@brooksbrown I think the terms are being mixed up here so I am trying to set this right. When installing FOG there are two different modes you can choose from, either master OR storage node (there is nothing called “master storage node”!). From your description it sounds as if you installed all your FOG servers as master nodes and therefore you have separate DBs and hosts being registered to one node won’t show up in the other node unless you register each and every client with every FOG server you have. On the other hand if you do the usual setup you’d have ONE master node (where the DB and web UI is) and several storage nodes.

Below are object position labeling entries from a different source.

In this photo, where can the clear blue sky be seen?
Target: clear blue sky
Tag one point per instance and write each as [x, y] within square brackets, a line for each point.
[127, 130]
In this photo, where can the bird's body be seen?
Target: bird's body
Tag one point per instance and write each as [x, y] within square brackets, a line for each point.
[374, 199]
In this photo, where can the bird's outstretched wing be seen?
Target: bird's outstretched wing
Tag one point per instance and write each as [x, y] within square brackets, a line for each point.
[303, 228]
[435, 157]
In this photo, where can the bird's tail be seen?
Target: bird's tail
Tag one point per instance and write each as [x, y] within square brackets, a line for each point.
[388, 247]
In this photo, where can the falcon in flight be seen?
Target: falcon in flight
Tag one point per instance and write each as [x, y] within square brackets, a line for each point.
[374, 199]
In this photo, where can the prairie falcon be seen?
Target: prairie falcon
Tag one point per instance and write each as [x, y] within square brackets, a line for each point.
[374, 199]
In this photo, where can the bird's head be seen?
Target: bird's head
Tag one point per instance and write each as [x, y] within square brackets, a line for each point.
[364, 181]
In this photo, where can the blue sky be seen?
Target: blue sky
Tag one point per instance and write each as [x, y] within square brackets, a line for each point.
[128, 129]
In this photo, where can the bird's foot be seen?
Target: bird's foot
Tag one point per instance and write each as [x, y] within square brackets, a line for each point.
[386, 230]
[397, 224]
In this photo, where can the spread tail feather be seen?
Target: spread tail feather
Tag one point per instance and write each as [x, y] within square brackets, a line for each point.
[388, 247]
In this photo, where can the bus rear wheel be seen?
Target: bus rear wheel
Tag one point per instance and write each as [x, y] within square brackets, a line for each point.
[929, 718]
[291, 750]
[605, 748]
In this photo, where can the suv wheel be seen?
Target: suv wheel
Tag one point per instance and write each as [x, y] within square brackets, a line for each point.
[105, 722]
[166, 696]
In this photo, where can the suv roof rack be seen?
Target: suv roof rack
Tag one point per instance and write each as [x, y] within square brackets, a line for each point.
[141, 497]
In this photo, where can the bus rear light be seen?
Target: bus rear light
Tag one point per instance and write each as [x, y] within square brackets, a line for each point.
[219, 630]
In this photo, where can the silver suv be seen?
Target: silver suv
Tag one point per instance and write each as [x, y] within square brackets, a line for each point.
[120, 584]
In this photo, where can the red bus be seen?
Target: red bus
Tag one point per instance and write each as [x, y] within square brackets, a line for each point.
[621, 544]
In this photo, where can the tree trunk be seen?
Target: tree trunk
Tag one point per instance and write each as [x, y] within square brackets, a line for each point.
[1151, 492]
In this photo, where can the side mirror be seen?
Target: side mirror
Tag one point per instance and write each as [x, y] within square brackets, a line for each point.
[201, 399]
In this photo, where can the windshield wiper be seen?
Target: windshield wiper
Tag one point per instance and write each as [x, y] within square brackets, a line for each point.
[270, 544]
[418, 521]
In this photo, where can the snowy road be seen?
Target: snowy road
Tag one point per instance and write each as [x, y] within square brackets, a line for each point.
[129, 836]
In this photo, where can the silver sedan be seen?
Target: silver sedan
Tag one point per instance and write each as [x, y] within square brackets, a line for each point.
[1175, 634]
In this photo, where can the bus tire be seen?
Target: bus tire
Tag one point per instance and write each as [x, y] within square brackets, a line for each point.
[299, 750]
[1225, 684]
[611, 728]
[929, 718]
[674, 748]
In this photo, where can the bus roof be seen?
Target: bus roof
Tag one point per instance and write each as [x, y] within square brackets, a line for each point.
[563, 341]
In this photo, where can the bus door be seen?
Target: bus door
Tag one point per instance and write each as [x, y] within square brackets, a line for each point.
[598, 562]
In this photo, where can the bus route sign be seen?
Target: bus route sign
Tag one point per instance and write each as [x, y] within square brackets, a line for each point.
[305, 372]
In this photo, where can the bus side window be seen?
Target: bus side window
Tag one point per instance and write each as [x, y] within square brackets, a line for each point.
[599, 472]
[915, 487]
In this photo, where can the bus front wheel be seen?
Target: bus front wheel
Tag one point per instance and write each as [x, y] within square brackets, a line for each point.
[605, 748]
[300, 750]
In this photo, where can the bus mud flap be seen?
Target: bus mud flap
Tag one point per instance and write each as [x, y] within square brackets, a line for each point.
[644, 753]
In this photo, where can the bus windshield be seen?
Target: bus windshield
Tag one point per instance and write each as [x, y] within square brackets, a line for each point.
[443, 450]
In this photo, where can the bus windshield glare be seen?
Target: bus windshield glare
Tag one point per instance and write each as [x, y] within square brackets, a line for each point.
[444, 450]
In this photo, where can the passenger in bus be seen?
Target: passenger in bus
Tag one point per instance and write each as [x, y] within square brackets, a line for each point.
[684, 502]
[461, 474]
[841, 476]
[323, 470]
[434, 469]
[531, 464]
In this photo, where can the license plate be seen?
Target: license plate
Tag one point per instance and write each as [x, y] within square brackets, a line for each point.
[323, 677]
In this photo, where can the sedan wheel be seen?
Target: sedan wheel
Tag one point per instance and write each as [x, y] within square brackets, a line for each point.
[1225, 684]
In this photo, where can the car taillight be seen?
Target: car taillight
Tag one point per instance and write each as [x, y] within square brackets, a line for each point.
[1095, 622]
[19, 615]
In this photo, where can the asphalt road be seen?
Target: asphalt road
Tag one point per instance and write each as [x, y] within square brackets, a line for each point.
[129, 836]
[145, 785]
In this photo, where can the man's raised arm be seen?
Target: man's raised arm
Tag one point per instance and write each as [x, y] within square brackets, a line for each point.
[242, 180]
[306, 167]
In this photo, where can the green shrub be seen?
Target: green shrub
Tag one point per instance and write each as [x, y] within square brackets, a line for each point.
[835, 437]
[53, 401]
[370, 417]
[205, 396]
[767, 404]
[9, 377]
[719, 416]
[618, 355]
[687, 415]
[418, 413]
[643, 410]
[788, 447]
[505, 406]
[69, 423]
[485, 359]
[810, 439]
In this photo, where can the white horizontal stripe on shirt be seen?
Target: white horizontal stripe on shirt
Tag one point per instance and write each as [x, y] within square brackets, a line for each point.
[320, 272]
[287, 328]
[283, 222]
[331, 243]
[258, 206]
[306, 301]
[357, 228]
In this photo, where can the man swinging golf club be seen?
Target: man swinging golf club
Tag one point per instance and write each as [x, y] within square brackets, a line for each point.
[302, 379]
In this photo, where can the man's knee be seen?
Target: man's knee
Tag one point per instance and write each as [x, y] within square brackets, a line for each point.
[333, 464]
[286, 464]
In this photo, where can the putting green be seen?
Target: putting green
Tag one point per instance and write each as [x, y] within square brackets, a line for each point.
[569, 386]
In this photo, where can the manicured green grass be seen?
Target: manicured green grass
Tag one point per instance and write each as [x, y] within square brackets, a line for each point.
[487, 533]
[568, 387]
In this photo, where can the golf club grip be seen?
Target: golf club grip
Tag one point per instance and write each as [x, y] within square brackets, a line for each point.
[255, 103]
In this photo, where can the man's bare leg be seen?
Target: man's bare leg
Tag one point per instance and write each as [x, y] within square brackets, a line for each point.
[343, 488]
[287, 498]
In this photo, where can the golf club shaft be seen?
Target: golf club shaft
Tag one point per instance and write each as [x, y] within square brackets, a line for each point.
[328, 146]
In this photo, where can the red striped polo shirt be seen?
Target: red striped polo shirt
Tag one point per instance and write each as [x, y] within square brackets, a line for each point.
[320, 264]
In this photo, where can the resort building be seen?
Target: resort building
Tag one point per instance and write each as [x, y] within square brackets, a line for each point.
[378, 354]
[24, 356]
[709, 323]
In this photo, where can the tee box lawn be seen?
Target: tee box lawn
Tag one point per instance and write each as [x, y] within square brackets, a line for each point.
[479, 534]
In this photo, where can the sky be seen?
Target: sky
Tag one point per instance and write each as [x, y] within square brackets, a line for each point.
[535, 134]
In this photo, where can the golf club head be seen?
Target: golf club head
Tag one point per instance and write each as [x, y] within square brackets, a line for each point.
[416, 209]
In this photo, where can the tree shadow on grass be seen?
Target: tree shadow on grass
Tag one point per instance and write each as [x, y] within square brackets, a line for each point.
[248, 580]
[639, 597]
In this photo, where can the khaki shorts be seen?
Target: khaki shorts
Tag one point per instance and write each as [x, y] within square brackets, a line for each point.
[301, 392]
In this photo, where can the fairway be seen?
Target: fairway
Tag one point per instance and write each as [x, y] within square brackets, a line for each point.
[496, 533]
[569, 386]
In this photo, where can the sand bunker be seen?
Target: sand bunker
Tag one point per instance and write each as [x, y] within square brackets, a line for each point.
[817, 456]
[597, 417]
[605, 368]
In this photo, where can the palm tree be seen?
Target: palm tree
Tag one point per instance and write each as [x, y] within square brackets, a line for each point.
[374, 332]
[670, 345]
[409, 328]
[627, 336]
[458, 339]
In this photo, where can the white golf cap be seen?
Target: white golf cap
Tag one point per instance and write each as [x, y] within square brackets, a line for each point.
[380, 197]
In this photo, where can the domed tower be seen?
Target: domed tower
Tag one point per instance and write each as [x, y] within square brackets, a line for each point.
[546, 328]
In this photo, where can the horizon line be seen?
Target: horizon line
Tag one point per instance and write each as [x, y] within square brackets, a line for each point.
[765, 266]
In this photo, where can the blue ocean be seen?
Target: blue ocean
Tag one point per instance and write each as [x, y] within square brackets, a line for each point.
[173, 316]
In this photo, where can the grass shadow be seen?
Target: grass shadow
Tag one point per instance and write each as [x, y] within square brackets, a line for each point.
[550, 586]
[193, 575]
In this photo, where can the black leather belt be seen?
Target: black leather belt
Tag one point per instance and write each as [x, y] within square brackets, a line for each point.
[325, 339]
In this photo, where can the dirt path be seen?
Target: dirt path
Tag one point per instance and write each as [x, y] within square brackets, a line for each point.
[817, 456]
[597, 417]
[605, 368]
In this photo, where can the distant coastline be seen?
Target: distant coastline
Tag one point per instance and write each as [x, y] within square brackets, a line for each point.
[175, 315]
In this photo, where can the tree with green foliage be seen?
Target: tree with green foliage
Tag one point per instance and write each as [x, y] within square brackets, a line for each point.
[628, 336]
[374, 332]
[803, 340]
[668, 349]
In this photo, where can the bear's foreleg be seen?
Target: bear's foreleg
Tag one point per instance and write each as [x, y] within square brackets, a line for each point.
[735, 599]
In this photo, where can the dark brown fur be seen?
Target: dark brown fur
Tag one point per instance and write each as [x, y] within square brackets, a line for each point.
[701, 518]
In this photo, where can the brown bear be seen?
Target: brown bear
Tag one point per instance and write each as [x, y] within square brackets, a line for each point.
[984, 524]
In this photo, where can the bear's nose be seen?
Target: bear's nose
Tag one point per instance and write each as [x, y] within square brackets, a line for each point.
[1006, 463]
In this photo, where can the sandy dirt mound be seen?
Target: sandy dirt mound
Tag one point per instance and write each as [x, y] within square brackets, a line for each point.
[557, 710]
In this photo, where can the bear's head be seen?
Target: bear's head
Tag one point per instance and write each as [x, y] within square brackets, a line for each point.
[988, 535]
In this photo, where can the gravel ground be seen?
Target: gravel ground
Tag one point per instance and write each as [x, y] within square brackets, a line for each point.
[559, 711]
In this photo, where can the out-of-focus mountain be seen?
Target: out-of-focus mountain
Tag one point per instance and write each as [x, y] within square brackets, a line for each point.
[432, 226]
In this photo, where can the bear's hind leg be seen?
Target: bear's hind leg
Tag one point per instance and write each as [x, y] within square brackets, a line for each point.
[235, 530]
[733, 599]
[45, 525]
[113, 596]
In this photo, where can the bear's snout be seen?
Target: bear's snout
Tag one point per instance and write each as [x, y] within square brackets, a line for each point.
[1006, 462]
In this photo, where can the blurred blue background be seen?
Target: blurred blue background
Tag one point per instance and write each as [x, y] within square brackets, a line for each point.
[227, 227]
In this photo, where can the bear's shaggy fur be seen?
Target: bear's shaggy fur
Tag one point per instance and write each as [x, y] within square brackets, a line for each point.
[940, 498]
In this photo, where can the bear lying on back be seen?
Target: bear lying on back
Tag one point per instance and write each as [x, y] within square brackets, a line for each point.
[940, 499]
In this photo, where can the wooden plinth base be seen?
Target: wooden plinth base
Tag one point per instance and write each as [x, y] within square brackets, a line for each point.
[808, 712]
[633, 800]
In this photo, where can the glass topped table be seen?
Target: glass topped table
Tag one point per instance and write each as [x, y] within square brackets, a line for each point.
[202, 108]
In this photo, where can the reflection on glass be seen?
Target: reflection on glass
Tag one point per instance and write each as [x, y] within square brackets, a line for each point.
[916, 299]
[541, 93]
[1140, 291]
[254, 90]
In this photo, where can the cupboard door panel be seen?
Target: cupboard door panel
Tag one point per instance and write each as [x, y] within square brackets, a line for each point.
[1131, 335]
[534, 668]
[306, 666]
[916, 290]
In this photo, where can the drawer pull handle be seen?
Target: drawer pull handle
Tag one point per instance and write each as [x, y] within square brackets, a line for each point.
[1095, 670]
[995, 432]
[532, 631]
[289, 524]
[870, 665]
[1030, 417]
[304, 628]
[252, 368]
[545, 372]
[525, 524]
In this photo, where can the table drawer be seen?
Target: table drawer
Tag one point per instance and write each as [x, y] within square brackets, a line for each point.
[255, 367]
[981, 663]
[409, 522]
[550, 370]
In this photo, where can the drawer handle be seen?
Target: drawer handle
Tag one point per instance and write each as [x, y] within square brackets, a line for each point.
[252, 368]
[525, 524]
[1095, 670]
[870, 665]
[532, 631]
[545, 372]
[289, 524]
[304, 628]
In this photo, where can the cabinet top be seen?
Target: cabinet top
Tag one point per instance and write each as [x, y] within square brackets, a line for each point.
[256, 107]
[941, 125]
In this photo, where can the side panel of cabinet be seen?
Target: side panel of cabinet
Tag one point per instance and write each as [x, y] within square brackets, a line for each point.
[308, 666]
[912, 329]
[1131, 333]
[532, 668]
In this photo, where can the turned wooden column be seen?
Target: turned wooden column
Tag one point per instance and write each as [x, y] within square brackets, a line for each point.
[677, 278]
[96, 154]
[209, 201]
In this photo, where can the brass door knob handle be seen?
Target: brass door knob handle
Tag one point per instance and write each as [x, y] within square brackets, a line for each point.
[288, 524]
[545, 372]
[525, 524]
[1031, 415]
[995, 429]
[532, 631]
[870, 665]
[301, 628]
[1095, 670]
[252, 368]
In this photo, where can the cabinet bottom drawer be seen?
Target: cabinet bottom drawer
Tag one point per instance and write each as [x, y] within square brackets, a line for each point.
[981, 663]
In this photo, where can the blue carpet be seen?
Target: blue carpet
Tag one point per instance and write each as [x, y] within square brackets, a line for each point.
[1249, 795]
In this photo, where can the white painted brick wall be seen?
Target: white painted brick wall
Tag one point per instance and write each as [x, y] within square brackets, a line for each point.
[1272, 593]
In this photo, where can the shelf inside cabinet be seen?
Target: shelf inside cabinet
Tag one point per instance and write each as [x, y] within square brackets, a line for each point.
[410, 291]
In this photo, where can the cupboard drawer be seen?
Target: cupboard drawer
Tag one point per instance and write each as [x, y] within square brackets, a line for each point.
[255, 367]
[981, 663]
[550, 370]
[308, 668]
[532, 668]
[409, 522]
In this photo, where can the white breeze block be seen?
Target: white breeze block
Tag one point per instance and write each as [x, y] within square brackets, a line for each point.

The “failover setup” you intent to build is not as easy to handle I am afraid. There is a lot involved in PXE booting clients - 1st DHCP handshake from the PXE ROM, TFTP to load iPXE binary, 2nd DHCP handshake from the iPXE binary, TFTP and then HTTP request to load iPXE config, HTTP request to load kernel and initrd, 3rd DHCP handshake from the linux kernel. It might sound as if this is pretty straight forward. But if the FOG server for a particular bench fails (or is too busy) the client will get his first DHCP answer from another FOG server. For example if the 1st DHCP handshake is answered by lets say NODE 2 (as the client is on bench 2). Then the client will download the iPXE binary from NODE 2 as well. But the 2nd DHCP handshake might be answered by NODE 3 (cause NODE 2 is not fast enough this time). Still fine if they all share the same DB (which would be on the one single master node) and the client gets a consistent iPXE config (e.g. FOG menu or task).
In theory this all works but all servers kind of need to be in sync, TFTP files, kernels/initrds, FOG web UI. If you alter the kernel on one server you might see clients from a different bench booting that kernel at random.
That all said there is another reason why I think this setup is not great. For every DHCP broadcast a client sends it gets up to eight answers from all the DHCP servers. Finding an issue and keeping this all setup properly will be a nightmare I suppose! What if there is just one single setting different on NODE 6? Some clients will boot properly but others will fail randomly because of that.
I reckon one could be keen enough to set this up all in one broadcasting domain using two or three servers at the most. But definitely not eight. This will cause you so much headache I suspect. Just don’t do it if you and the rest of your team are no real network wizards who love to use tcpdump for analysing network packet dumps to figure out what’s going on.
If you intend to use the fog-client the whole idea of failover is buried alive anyway. Sure, fog-clients not reaching their particular server is not as problematic as the other stuff can be. But failover is just not possible.
I bet you better take some more time to think about the network setup now and have a lot less issues later on…